Al futuro, in effetti, è dedicata una breve ma intensa parte del libro di Klein, che da buon fisico e filosofo non si lascia andare a previsioni inverosimili, ma racconta in breve come la nostra crescente fiducia nei confronti delle macchine potrà portare a soluzioni creative nuove che vengono proprio da questa interazione. Lungi dal gettare allarmi apocalittici in merito all’umanità soppiantata dall’intelligenza artificiale, Klein ricorda le parole incoraggianti di Ada Lovelace, figlia del poeta Byron e programmatrice di software ante litteram: «come il telaio di Jacquard tesse fiori e foglie, così fa la macchina analitica con le formule algebriche», e per continuare il pensiero, le macchine sono degli ottimi artigiani difficilmente diventeranno dei buoni inventori di contenuti originali. Ma poi chissà.
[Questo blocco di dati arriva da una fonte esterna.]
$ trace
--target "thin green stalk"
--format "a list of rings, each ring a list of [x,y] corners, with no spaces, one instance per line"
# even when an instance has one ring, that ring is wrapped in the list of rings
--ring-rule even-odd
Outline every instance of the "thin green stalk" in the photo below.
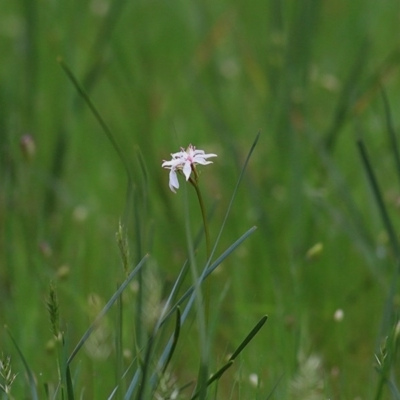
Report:
[[[207,251],[207,261],[208,261],[208,259],[210,258],[210,254],[211,254],[211,244],[210,244],[210,232],[208,230],[207,213],[206,213],[206,209],[204,206],[203,196],[201,195],[201,191],[200,191],[199,185],[197,183],[197,179],[192,179],[192,177],[190,177],[189,182],[195,188],[197,198],[199,199],[201,216],[203,217],[204,234],[206,237],[206,251]]]
[[[201,215],[203,217],[203,225],[204,225],[204,235],[206,237],[206,252],[207,252],[207,260],[206,263],[210,262],[210,255],[211,255],[211,244],[210,244],[210,232],[208,230],[208,222],[207,222],[207,213],[204,206],[203,196],[201,195],[201,191],[199,185],[197,183],[198,174],[196,168],[193,166],[192,170],[194,172],[194,177],[189,178],[189,182],[193,185],[196,190],[197,198],[199,199]],[[208,324],[209,320],[209,313],[210,313],[210,297],[211,297],[211,288],[210,288],[210,281],[205,283],[205,296],[204,296],[204,306],[205,306],[205,313],[206,313],[206,324]]]

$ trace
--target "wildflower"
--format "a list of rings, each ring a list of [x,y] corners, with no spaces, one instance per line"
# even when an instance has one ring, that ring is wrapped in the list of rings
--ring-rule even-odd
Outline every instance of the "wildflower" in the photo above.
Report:
[[[171,154],[171,161],[164,161],[162,167],[169,169],[169,188],[176,193],[175,189],[179,189],[179,181],[176,171],[181,171],[185,175],[186,181],[189,180],[191,173],[195,175],[197,181],[196,165],[211,164],[212,161],[207,159],[210,157],[217,157],[216,154],[205,154],[203,150],[196,150],[196,147],[189,145],[185,150],[181,147],[181,151]]]

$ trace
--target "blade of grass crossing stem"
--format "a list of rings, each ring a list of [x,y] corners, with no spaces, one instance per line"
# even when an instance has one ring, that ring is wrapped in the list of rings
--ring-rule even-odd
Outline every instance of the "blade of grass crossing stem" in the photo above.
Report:
[[[189,271],[189,264],[188,264],[188,261],[186,260],[182,266],[181,271],[179,272],[178,278],[175,280],[174,286],[172,287],[172,290],[168,296],[168,299],[165,302],[165,305],[161,312],[160,318],[157,321],[157,330],[160,329],[161,325],[164,323],[165,316],[167,314],[168,309],[170,309],[170,307],[171,307],[172,300],[174,299],[175,295],[178,293],[178,290],[181,288],[183,280],[186,278],[188,271]],[[179,307],[179,305],[177,305],[174,309],[176,309],[178,307]],[[179,311],[179,315],[180,315],[180,311]]]
[[[167,310],[170,308],[172,300],[175,297],[175,294],[178,292],[179,288],[181,287],[181,284],[182,284],[183,280],[185,279],[186,274],[187,274],[187,272],[189,270],[188,265],[189,265],[188,261],[186,260],[185,263],[183,264],[182,268],[181,268],[181,271],[180,271],[180,273],[178,275],[178,278],[175,280],[174,286],[172,287],[172,290],[171,290],[171,292],[170,292],[170,294],[168,296],[168,299],[164,304],[163,310],[161,311],[160,317],[159,317],[159,319],[157,321],[157,324],[155,326],[154,334],[156,334],[159,331],[160,327],[164,323],[164,316],[167,313]],[[175,324],[179,323],[179,330],[180,330],[180,326],[181,326],[181,310],[180,310],[179,306],[174,307],[174,311],[175,310],[177,311],[177,318],[179,316],[179,319],[176,320]],[[158,385],[158,376],[159,376],[158,371],[162,371],[162,373],[164,373],[166,368],[168,367],[168,364],[169,364],[169,362],[171,360],[172,354],[173,354],[173,352],[175,350],[174,347],[176,346],[176,344],[174,344],[175,341],[177,340],[176,333],[177,333],[177,327],[175,326],[174,335],[168,341],[168,343],[167,343],[167,345],[166,345],[166,347],[164,349],[164,354],[166,355],[166,358],[165,359],[160,358],[157,361],[156,372],[153,374],[153,376],[150,379],[150,386],[152,388],[155,388],[156,385]],[[179,332],[178,332],[178,334],[179,334]],[[155,389],[153,389],[153,390],[155,390]]]
[[[361,159],[362,159],[365,171],[367,173],[368,180],[369,180],[369,182],[370,182],[370,184],[372,186],[372,191],[374,193],[375,200],[376,200],[376,202],[378,204],[378,208],[379,208],[379,212],[381,214],[383,225],[384,225],[384,227],[385,227],[385,229],[386,229],[386,231],[387,231],[387,233],[389,235],[390,245],[391,245],[392,250],[393,250],[393,252],[394,252],[394,254],[396,256],[396,259],[399,259],[400,248],[399,248],[399,242],[398,242],[398,239],[397,239],[397,235],[396,235],[396,232],[395,232],[395,230],[393,228],[393,225],[392,225],[392,222],[390,220],[389,214],[388,214],[388,212],[386,210],[385,203],[384,203],[383,198],[382,198],[382,193],[381,193],[381,190],[380,190],[379,185],[378,185],[378,181],[377,181],[377,179],[375,177],[374,171],[373,171],[371,163],[369,161],[369,157],[368,157],[368,154],[367,154],[367,149],[366,149],[365,144],[364,144],[364,142],[362,140],[358,140],[357,141],[357,145],[358,145],[358,149],[359,149],[360,154],[361,154]]]
[[[250,228],[246,233],[244,233],[239,239],[237,239],[227,250],[225,250],[212,264],[211,266],[207,269],[206,273],[203,276],[203,280],[206,279],[238,246],[240,246],[252,233],[256,231],[257,227],[253,226]],[[163,318],[161,321],[161,324],[166,322],[171,315],[175,312],[176,307],[181,305],[188,297],[190,297],[193,294],[194,286],[192,285],[182,296],[181,298],[176,302],[176,304],[171,308],[169,313]],[[186,318],[186,309],[182,313],[182,318]]]
[[[162,312],[160,314],[160,317],[159,317],[159,319],[157,321],[157,325],[156,325],[156,328],[155,328],[156,332],[158,332],[160,327],[166,321],[165,314],[167,313],[167,310],[170,308],[170,305],[172,303],[173,298],[175,297],[175,294],[178,292],[179,288],[181,287],[181,284],[182,284],[183,280],[185,279],[188,270],[189,270],[189,264],[188,264],[188,261],[186,260],[185,263],[183,264],[182,268],[181,268],[181,271],[180,271],[180,273],[178,275],[178,278],[175,280],[174,286],[172,287],[172,290],[171,290],[171,292],[170,292],[170,294],[168,296],[167,301],[165,302],[163,310],[162,310]],[[179,306],[175,306],[173,309],[174,309],[174,311],[175,310],[179,310],[179,327],[180,327],[181,326],[181,311],[180,311],[180,308],[179,308]],[[172,314],[168,313],[167,316],[168,315],[172,315]],[[168,364],[169,364],[169,361],[170,361],[170,359],[172,357],[171,350],[172,350],[173,344],[174,344],[174,336],[170,338],[170,340],[168,341],[167,345],[164,348],[164,351],[163,351],[164,357],[162,355],[159,358],[159,360],[157,361],[157,371],[153,374],[153,376],[150,379],[150,385],[153,388],[155,388],[158,385],[158,377],[159,377],[158,371],[163,371],[163,373],[164,373],[166,368],[167,368],[167,366],[168,366]],[[170,354],[171,354],[171,356],[170,356]]]
[[[393,126],[393,119],[392,119],[392,113],[390,111],[389,100],[386,96],[386,92],[385,92],[384,88],[382,88],[381,92],[382,92],[383,108],[385,110],[386,128],[387,128],[387,132],[388,132],[388,136],[389,136],[390,149],[393,151],[393,157],[394,157],[394,161],[396,164],[397,178],[399,179],[399,182],[400,182],[399,145],[397,142],[396,132],[395,132],[394,126]]]
[[[143,257],[143,259],[140,261],[140,263],[136,266],[136,268],[129,274],[127,279],[124,281],[124,283],[119,287],[119,289],[112,295],[111,299],[107,302],[107,304],[104,306],[104,308],[100,311],[96,319],[93,321],[92,325],[87,329],[87,331],[83,334],[82,338],[79,340],[78,344],[76,345],[75,349],[69,356],[67,360],[67,364],[69,365],[71,361],[74,359],[78,351],[81,349],[83,344],[86,342],[88,337],[92,334],[92,332],[97,328],[100,320],[104,317],[104,315],[108,312],[108,310],[111,308],[111,306],[115,303],[115,301],[118,299],[118,297],[121,295],[121,293],[126,289],[126,287],[129,285],[131,280],[140,272],[142,269],[144,263],[146,262],[148,256],[146,255]]]
[[[165,364],[163,366],[163,369],[161,371],[160,371],[160,369],[157,369],[155,371],[155,373],[151,376],[150,381],[149,381],[150,382],[149,387],[150,387],[150,390],[152,392],[152,394],[151,394],[152,397],[151,398],[153,398],[154,393],[157,390],[157,386],[158,386],[158,382],[159,382],[158,378],[159,378],[160,374],[163,375],[165,373],[165,370],[167,369],[167,367],[169,365],[169,362],[171,361],[171,358],[172,358],[172,356],[173,356],[173,354],[175,352],[176,345],[177,345],[178,340],[179,340],[180,330],[181,330],[181,311],[180,311],[179,308],[177,308],[176,309],[175,330],[174,330],[174,333],[173,333],[173,336],[172,336],[172,344],[171,344],[171,346],[169,346],[169,353],[167,355],[167,361],[165,362]],[[142,375],[142,380],[141,380],[142,384],[139,386],[139,394],[137,396],[137,399],[143,399],[143,398],[146,399],[147,398],[147,397],[143,397],[143,395],[145,393],[144,392],[144,387],[145,387],[145,385],[147,383],[147,382],[145,382],[145,379],[146,379],[146,376],[147,376],[148,367],[149,367],[150,362],[151,362],[151,358],[150,358],[151,350],[152,350],[151,346],[155,342],[156,332],[157,332],[157,328],[154,329],[153,335],[152,335],[152,337],[150,338],[150,340],[148,342],[148,349],[147,349],[147,352],[146,352],[146,359],[145,359],[144,366],[143,366],[143,375]],[[160,365],[160,363],[157,363],[157,367],[159,365]]]
[[[245,239],[247,239],[257,228],[252,227],[249,229],[244,235],[242,235],[235,243],[233,243],[220,257],[218,257],[217,260],[214,261],[214,263],[208,268],[206,271],[206,274],[204,275],[203,279],[206,279],[224,260],[228,255],[230,255]],[[185,267],[185,265],[184,265]],[[182,271],[183,273],[183,271]],[[194,285],[192,285],[186,293],[177,301],[177,303],[171,308],[169,313],[161,319],[161,322],[159,324],[159,327],[166,322],[170,316],[175,312],[177,307],[179,307],[180,304],[182,304],[187,298],[189,298],[189,301],[184,309],[184,312],[182,313],[182,316],[180,318],[180,325],[182,326],[189,315],[189,312],[191,310],[191,307],[194,302]],[[159,360],[158,360],[158,366],[159,369],[163,369],[163,365],[165,365],[166,361],[168,360],[168,356],[171,352],[171,347],[173,345],[173,338],[170,338],[167,345],[165,346]],[[152,382],[154,384],[154,381],[156,379],[156,376],[152,377]]]
[[[35,383],[35,377],[33,376],[33,372],[32,370],[29,368],[29,365],[24,357],[24,355],[22,354],[21,349],[19,348],[17,342],[15,341],[13,335],[11,334],[11,332],[8,330],[8,327],[6,327],[7,333],[10,336],[12,342],[14,343],[15,348],[17,349],[17,352],[19,354],[19,357],[21,358],[22,363],[24,364],[24,368],[25,368],[25,372],[26,372],[26,376],[28,377],[28,382],[29,382],[29,389],[31,392],[31,397],[32,400],[38,400],[38,394],[36,391],[36,383]]]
Creatività «combinatoria», «esplorativa» e «trasformativa» sono solo tre delle facce di un sistema meravigliosamente complicato che armeggia ancora in buona parte a nostra insaputa in una regione antica del cervello, grande quanto un nocciolo di pesca. Il libro di Klein è una buona scusa per occuparsene, almeno per qualche ora.